From: Charles Cox [mailto:charles@bayliving.com]
Sent: Wednesday, August 22, 2012 10:47 AM
To: Charles Cox
Subject: Max Gardner on Standing

Standing Updates

By Tiffany Sanders on August 22, 2012

See the online link to Max’s site on Standing: http://newsletter.maxbankruptcybootcamp.com/2012/08/standing-updates/

The most recent updates includes several new cases on “holder of the note” standing:

In re Knigge, 2012 WL 1536343 (Bankr. W.D. Mo., April 30, 2012): The creditor, as the party in possession of a promissory note endorsed in blank, was the “holder” of the note and was entitled to enforce the note; while the deed of trust referred to in the note required the debtors to perform a variety of undertakings beyond the payment of money, such as “occupy[ing] the property, refrain[ing] from wasting or destroying the property, maintain[ing] insurance on the property, and giv[ing] notice to Lender of any losses relating to the property,” these additional undertakings did not undermine the negotiability of the note under Missouri law.

In re Griffin, Case No. 11-1362 (9th Cir. B.A.P., April 6, 2012), appeal filed, Case No. 12-60046 (9th Cir., filed June 18, 2012): The stay relief movant’s providing a copy of the Chapter 7 debtor’s promissory note, along with a declaration stating that the copy was a “true and correct copy of the indorsed Promissory Note,” was sufficient to demonstrate that the movant was in possession of the note. Under Fed. R. Evid. 1003, “[a] duplicate is admissible to the same extent as an original unless (1) a genuine question is raised as to the authenticity of the original or (2) in the circumstances it would be unfair to admit the duplicate in lieu of the original,” and the Chapter 7 trustee had not presented a genuine question as to the note’s authenticity such that the original would be required; since the note was properly endorsed in blank, the movant was a holder of the note entitled to enforce it.
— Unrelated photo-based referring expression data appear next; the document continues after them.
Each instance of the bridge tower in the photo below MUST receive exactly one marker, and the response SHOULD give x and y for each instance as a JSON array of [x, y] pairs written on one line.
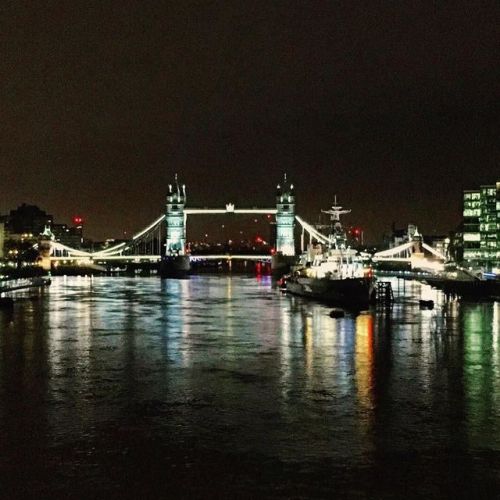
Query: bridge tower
[[285, 219], [175, 219]]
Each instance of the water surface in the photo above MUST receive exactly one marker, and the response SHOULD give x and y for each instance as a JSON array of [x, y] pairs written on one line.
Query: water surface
[[221, 386]]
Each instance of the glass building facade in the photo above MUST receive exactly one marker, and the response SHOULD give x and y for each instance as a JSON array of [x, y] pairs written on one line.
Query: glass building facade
[[481, 236]]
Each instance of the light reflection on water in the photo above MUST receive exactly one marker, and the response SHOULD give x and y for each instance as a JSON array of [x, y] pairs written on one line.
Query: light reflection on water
[[235, 366]]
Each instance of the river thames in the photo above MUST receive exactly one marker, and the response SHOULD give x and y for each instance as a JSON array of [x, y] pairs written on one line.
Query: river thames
[[224, 387]]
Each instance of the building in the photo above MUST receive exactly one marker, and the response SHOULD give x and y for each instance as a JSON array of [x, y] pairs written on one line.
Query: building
[[28, 219], [481, 233]]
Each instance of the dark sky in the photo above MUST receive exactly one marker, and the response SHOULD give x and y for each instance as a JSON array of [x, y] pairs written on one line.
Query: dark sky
[[393, 106]]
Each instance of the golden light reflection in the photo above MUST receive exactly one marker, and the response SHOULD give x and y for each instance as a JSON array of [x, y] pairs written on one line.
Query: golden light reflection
[[308, 344], [364, 361]]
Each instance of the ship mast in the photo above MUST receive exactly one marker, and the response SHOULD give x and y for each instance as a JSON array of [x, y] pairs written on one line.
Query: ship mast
[[338, 237]]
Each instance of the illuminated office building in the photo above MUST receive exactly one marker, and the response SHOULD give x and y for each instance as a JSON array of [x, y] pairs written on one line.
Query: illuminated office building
[[481, 236]]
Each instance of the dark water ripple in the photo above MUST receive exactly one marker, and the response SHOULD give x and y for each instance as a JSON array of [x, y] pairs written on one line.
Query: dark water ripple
[[223, 387]]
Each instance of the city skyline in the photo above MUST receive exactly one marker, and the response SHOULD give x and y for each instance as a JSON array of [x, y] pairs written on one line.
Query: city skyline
[[395, 111]]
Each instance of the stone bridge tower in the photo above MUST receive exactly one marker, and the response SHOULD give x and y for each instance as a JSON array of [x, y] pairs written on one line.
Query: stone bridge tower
[[285, 219], [175, 219]]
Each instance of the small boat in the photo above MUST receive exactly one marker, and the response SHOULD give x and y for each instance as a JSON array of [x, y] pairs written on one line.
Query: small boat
[[332, 272]]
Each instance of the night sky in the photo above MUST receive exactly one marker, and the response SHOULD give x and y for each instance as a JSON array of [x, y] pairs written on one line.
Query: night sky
[[393, 106]]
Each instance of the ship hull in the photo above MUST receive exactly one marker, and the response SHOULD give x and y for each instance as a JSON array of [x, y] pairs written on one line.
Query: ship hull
[[349, 291], [178, 266]]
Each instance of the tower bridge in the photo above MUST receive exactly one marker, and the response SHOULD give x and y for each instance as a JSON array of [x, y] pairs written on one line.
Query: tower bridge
[[164, 239]]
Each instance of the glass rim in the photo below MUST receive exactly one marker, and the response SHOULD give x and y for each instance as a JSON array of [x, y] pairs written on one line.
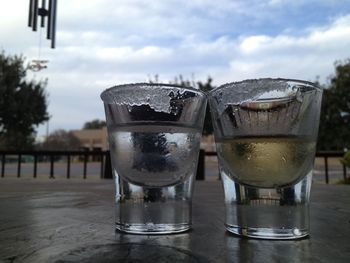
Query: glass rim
[[285, 80], [145, 85]]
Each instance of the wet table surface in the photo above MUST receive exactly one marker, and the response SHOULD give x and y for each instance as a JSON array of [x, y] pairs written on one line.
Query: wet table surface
[[72, 221]]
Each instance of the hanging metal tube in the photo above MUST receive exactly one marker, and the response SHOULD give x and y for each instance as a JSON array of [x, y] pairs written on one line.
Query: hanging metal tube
[[43, 12], [49, 18], [54, 11], [30, 14], [35, 15]]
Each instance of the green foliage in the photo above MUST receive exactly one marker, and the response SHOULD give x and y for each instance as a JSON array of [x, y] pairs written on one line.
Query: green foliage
[[23, 104], [334, 131], [94, 124], [61, 140], [346, 159]]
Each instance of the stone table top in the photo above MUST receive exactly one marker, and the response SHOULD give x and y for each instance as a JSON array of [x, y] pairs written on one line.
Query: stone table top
[[73, 221]]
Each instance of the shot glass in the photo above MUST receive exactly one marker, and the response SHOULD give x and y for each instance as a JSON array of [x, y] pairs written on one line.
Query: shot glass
[[265, 134], [154, 133]]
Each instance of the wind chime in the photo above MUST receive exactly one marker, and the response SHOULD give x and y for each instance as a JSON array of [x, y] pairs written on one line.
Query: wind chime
[[43, 11]]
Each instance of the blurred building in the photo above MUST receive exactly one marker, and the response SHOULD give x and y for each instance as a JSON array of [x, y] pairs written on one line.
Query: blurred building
[[93, 139]]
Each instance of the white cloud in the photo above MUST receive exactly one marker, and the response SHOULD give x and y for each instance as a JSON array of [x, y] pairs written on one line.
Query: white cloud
[[103, 43]]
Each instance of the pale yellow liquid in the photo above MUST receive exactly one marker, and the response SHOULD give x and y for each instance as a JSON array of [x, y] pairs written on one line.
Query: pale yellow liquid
[[266, 161]]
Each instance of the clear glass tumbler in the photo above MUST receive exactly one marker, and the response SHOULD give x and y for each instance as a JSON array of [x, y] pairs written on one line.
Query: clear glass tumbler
[[265, 133], [154, 133]]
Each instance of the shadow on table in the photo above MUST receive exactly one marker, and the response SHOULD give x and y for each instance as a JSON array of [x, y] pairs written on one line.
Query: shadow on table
[[257, 250]]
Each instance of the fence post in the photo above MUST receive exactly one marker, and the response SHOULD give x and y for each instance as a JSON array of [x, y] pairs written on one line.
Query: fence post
[[108, 167], [3, 159], [101, 168], [344, 171], [19, 166], [85, 164], [201, 165], [326, 168], [51, 166], [68, 166], [35, 168]]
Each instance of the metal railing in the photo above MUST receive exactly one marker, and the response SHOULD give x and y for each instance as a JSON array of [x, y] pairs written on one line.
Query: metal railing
[[105, 164], [51, 157]]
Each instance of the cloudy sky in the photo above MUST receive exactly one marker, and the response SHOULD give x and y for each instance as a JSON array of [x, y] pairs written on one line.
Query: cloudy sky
[[101, 43]]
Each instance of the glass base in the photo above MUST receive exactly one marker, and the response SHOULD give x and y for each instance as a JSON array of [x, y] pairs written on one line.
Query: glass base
[[152, 229], [267, 213], [268, 233]]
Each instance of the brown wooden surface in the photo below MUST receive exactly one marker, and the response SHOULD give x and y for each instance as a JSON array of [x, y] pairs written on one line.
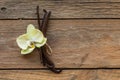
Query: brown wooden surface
[[66, 75], [15, 9], [82, 33], [74, 43]]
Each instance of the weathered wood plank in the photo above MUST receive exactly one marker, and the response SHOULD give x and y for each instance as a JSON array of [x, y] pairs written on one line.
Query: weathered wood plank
[[15, 9], [65, 75], [75, 44]]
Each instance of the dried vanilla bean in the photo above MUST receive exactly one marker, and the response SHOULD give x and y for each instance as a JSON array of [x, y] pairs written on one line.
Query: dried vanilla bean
[[42, 51]]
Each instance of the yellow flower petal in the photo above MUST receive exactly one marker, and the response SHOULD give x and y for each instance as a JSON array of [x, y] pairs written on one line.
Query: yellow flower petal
[[30, 27], [22, 41], [35, 35], [28, 50], [42, 43]]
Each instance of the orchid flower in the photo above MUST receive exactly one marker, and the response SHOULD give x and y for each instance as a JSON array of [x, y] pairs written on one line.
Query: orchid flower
[[33, 38]]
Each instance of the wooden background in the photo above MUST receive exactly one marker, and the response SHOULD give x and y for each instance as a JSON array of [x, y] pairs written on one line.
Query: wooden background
[[84, 36]]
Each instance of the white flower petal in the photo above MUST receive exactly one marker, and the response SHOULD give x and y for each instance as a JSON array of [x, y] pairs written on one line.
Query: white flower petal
[[30, 27], [42, 43], [22, 41], [28, 50]]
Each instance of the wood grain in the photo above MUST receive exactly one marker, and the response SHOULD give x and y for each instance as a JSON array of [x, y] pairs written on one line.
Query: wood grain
[[75, 44], [26, 9], [65, 75]]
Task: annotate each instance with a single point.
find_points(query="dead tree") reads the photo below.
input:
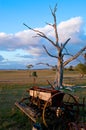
(60, 47)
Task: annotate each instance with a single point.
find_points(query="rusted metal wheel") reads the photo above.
(57, 117)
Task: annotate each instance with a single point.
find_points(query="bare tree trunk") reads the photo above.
(59, 74)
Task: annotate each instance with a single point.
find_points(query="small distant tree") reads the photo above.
(60, 47)
(81, 68)
(29, 68)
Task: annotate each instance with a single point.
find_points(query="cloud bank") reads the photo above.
(31, 47)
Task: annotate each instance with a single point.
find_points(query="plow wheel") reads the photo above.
(57, 117)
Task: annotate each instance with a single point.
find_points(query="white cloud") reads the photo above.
(33, 46)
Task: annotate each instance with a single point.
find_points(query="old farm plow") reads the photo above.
(52, 109)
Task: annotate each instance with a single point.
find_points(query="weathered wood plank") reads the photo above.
(27, 110)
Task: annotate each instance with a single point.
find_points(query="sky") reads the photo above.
(18, 45)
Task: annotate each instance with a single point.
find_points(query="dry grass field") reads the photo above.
(13, 85)
(24, 77)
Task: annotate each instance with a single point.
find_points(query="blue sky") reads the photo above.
(18, 48)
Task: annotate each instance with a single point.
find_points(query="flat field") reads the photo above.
(13, 86)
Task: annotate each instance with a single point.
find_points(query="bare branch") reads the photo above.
(63, 45)
(49, 53)
(75, 56)
(55, 25)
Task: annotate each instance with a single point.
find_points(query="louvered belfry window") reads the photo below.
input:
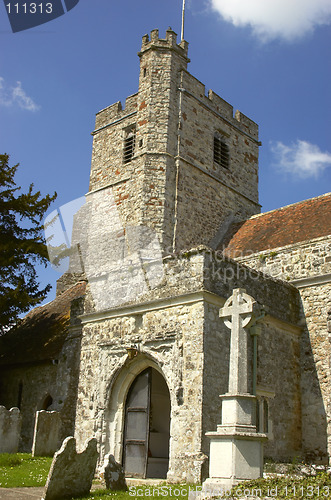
(129, 144)
(221, 152)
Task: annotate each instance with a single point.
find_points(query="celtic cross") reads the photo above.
(237, 313)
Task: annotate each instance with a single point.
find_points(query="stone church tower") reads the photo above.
(170, 227)
(178, 161)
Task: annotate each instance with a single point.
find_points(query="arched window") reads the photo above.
(48, 401)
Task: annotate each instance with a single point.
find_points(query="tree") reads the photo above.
(22, 246)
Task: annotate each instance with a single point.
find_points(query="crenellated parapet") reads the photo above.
(169, 42)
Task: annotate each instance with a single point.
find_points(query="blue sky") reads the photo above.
(269, 59)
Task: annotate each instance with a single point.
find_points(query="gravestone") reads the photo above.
(10, 429)
(71, 473)
(46, 433)
(113, 474)
(236, 448)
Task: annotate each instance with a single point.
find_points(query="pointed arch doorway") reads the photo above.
(147, 427)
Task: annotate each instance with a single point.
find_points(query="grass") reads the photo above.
(289, 487)
(21, 469)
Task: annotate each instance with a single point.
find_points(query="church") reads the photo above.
(133, 350)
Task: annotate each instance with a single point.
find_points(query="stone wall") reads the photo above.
(46, 433)
(308, 266)
(293, 262)
(35, 386)
(176, 329)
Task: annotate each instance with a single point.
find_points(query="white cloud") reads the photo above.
(301, 158)
(11, 96)
(269, 19)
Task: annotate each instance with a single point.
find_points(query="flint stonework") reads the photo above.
(46, 433)
(10, 428)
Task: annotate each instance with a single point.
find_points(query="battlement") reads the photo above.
(116, 111)
(213, 101)
(169, 42)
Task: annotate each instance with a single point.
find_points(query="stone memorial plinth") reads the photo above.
(236, 448)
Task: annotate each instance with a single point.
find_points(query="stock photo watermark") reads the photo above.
(23, 14)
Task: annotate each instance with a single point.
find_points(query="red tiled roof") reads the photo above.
(41, 334)
(295, 223)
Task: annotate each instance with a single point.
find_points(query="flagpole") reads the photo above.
(183, 18)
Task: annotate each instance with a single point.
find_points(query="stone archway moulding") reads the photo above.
(117, 390)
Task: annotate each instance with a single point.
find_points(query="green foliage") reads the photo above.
(21, 469)
(22, 245)
(290, 487)
(164, 492)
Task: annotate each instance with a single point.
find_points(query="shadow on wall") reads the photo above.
(313, 385)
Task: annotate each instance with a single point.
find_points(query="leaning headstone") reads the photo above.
(10, 429)
(46, 433)
(71, 473)
(113, 474)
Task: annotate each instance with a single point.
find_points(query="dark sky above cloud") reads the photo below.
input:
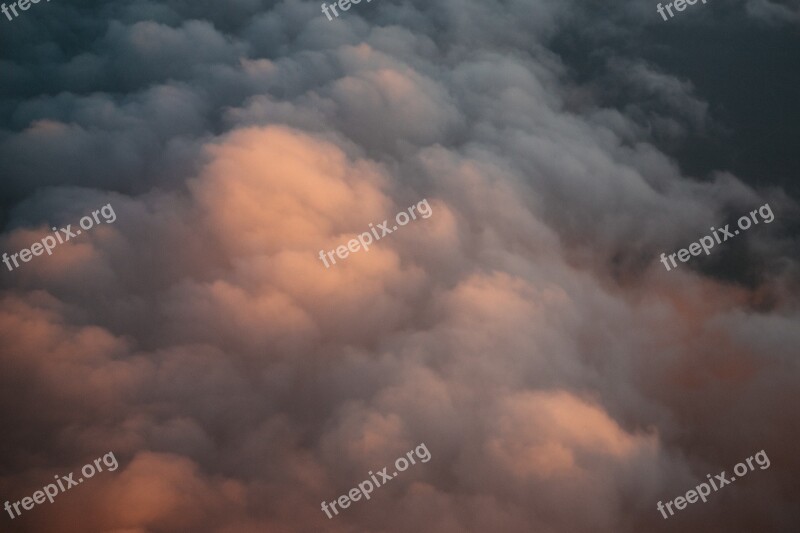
(562, 380)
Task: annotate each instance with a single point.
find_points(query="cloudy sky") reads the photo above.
(562, 379)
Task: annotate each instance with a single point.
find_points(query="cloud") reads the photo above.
(526, 332)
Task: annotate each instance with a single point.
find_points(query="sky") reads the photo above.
(527, 331)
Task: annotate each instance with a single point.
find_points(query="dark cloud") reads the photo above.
(562, 380)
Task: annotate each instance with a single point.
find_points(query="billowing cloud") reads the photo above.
(526, 331)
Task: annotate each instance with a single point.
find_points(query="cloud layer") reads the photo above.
(562, 380)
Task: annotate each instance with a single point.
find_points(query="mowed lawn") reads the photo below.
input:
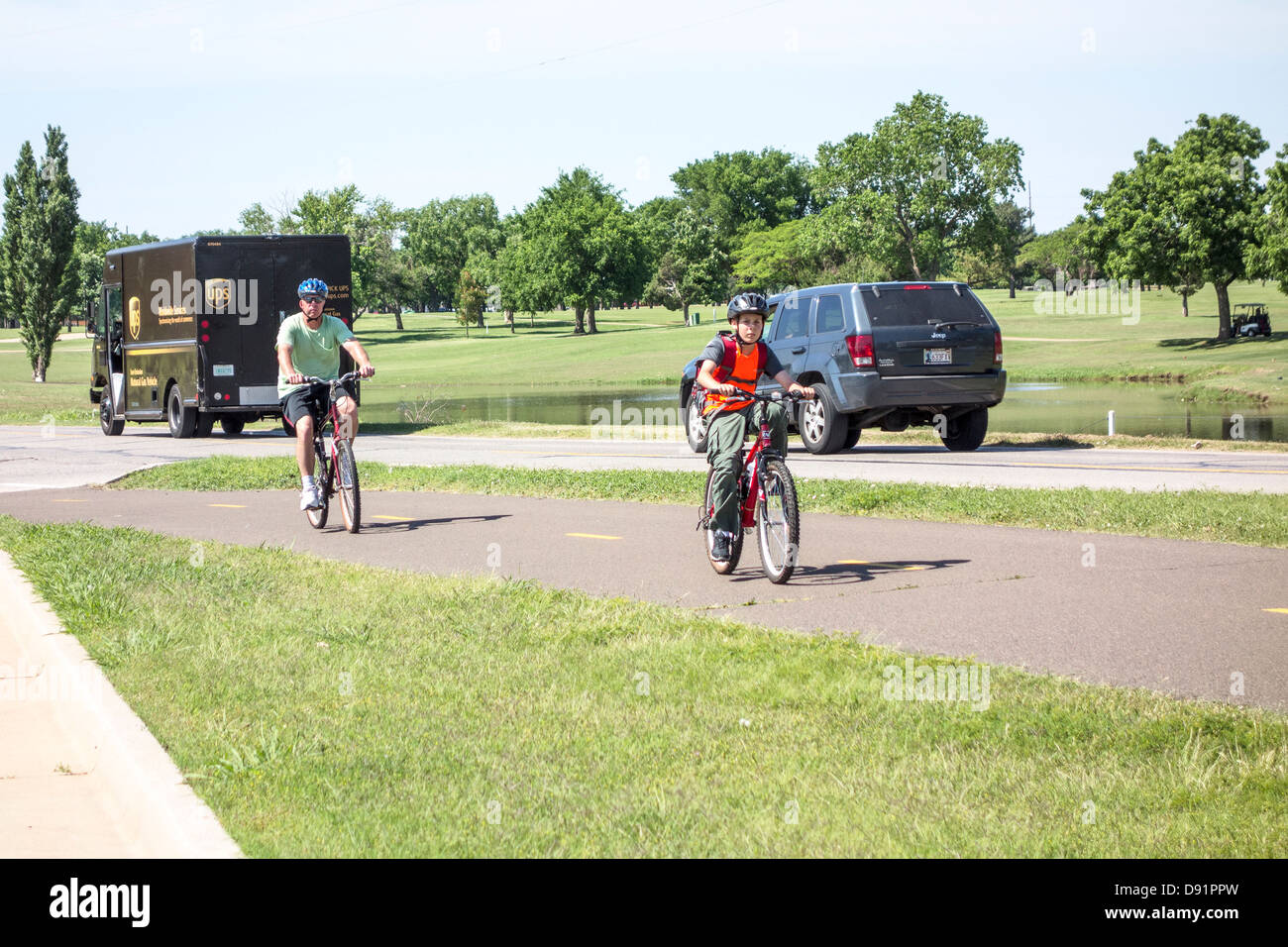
(433, 359)
(399, 715)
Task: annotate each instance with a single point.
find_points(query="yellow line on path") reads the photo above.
(588, 454)
(1146, 470)
(880, 565)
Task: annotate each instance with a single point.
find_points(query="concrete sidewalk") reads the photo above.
(80, 775)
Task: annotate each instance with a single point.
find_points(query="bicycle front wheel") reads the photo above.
(778, 522)
(347, 483)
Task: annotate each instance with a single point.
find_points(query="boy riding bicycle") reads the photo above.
(309, 344)
(730, 368)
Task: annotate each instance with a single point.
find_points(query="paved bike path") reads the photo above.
(1189, 618)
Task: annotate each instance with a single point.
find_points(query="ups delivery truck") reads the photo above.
(184, 330)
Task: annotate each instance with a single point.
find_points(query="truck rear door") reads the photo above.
(927, 330)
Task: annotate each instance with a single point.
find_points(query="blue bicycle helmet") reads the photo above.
(312, 287)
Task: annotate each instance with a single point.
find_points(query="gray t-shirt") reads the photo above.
(715, 352)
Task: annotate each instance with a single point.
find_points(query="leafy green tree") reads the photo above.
(42, 272)
(18, 188)
(257, 221)
(1059, 256)
(471, 299)
(923, 183)
(443, 235)
(1186, 214)
(745, 191)
(695, 268)
(1267, 260)
(585, 244)
(93, 240)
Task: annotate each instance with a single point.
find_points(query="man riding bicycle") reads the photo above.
(730, 368)
(309, 344)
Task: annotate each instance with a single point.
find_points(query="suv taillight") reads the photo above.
(861, 351)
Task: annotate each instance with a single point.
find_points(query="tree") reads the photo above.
(1186, 214)
(925, 180)
(581, 247)
(471, 299)
(746, 191)
(1267, 260)
(18, 188)
(40, 273)
(1059, 254)
(695, 268)
(443, 235)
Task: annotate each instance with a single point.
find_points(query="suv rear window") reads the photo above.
(905, 307)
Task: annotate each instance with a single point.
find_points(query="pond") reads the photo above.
(1051, 408)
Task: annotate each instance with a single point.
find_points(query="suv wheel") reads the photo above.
(183, 419)
(966, 432)
(823, 428)
(695, 424)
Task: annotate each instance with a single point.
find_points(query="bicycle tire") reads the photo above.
(347, 486)
(322, 478)
(722, 569)
(778, 522)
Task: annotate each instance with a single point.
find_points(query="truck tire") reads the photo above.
(695, 424)
(181, 419)
(966, 432)
(823, 428)
(107, 419)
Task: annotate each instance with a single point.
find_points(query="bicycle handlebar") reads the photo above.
(314, 380)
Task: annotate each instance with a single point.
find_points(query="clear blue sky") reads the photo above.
(179, 115)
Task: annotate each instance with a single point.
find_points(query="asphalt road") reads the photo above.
(62, 457)
(1189, 618)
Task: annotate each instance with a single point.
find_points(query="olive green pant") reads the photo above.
(725, 433)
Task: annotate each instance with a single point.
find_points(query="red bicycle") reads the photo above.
(767, 500)
(335, 472)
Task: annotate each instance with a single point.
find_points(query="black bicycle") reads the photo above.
(335, 471)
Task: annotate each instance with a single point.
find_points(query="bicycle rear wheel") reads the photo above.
(322, 478)
(722, 569)
(778, 522)
(347, 484)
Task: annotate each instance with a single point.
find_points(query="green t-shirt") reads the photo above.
(313, 352)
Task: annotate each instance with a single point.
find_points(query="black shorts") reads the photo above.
(312, 399)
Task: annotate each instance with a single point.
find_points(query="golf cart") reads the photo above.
(1249, 320)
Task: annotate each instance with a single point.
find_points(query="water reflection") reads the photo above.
(1055, 408)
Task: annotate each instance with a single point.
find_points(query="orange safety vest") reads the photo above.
(739, 369)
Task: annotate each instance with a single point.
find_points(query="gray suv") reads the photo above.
(885, 356)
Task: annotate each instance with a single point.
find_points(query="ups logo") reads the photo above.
(218, 294)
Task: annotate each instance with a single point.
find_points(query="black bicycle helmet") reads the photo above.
(747, 302)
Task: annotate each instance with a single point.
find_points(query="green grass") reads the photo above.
(1258, 519)
(393, 715)
(1163, 346)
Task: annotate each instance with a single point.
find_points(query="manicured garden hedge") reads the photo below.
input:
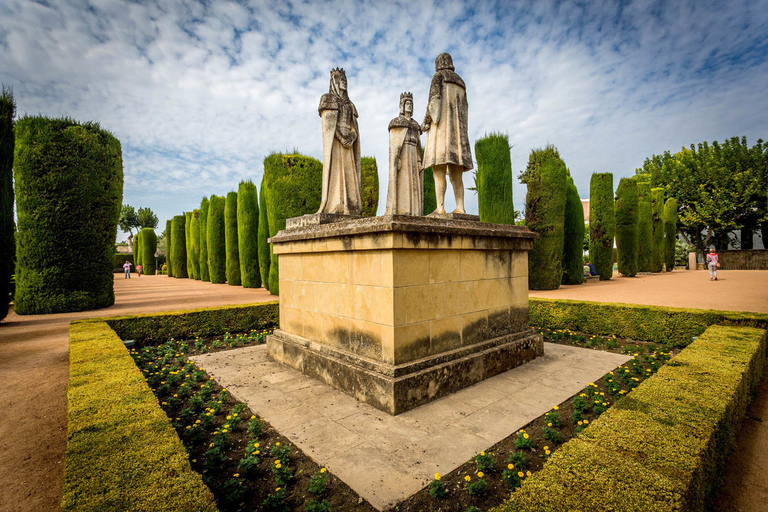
(122, 452)
(664, 446)
(69, 190)
(494, 179)
(674, 326)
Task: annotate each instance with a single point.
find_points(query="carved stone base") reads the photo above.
(396, 389)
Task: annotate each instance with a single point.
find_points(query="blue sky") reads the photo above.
(200, 92)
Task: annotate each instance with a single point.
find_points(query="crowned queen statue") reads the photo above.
(341, 150)
(405, 194)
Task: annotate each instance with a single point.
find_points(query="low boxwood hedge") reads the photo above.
(664, 446)
(673, 326)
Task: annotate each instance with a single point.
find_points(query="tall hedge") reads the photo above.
(626, 226)
(205, 274)
(293, 184)
(230, 235)
(494, 179)
(369, 188)
(179, 246)
(547, 180)
(670, 232)
(644, 227)
(657, 209)
(265, 254)
(69, 191)
(194, 234)
(148, 249)
(217, 247)
(573, 236)
(169, 247)
(7, 229)
(248, 234)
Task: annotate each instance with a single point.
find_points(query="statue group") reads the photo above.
(446, 151)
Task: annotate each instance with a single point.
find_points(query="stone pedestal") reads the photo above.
(397, 311)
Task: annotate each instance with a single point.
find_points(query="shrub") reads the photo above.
(7, 228)
(69, 183)
(194, 233)
(601, 224)
(657, 223)
(217, 248)
(230, 237)
(293, 184)
(179, 246)
(573, 236)
(148, 249)
(670, 232)
(493, 179)
(546, 177)
(248, 234)
(626, 226)
(205, 273)
(644, 227)
(265, 254)
(369, 188)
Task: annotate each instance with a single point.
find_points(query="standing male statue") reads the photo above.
(405, 194)
(341, 150)
(447, 148)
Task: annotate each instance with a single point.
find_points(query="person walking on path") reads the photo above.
(712, 263)
(127, 268)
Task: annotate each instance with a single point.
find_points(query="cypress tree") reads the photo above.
(644, 227)
(217, 247)
(573, 236)
(369, 187)
(547, 180)
(168, 248)
(230, 235)
(194, 233)
(148, 249)
(265, 253)
(179, 246)
(205, 274)
(248, 234)
(626, 226)
(69, 190)
(7, 229)
(293, 184)
(657, 208)
(670, 232)
(602, 224)
(494, 179)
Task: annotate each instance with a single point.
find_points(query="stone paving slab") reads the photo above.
(387, 458)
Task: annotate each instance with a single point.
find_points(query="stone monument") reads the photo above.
(405, 193)
(447, 148)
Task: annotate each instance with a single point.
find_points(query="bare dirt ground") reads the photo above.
(34, 368)
(746, 479)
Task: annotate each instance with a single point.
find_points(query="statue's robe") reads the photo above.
(447, 138)
(341, 156)
(405, 191)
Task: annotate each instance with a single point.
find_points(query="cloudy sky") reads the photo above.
(200, 92)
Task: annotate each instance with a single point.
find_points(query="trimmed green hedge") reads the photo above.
(217, 248)
(369, 188)
(494, 179)
(205, 273)
(674, 326)
(122, 451)
(7, 227)
(626, 226)
(248, 234)
(663, 447)
(69, 190)
(230, 236)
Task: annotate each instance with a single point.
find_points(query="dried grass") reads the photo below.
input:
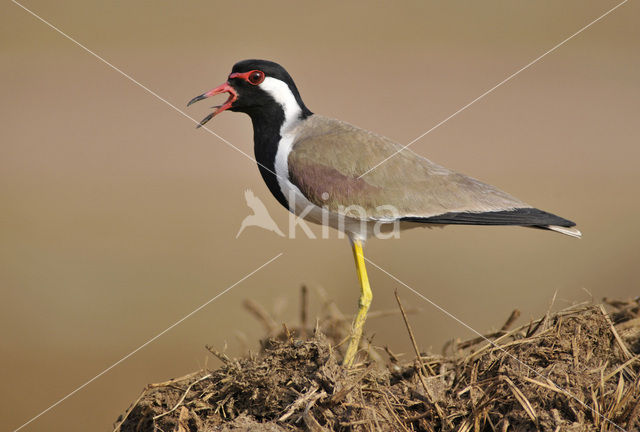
(575, 370)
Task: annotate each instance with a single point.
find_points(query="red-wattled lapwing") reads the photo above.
(320, 168)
In re Balderrama, — B.R. —-, 2012 WL 1893634 (Bankr. M.D. Fla., May 16, 2012): In Florida, standing to enforce a note depends on the type of negotiable instrument the note becomes upon execution. If the note is endorsed in blank, it becomes a bearer instrument and can be enforced by the party in possession, regardless of how that party obtained the note. When a note is payable to an identifiable party, however, the instrument becomes a “special instrument,” and only the party or its assignee, specifically identified as the proper holder, i.e., the holder in due course, may enforce the note. Here, because the movant claimed that it held a special instrument specifically endorsed to the movant, it needed to prove that it was a holder in due course.

In re Fennell, 2012 WL 1556535 (Bankr. E.D. N.Y., May 2, 2012): A party holding the debtor’s mortgage note endorsed in blank is entitled to enforce the note and has standing to move for relief from stay.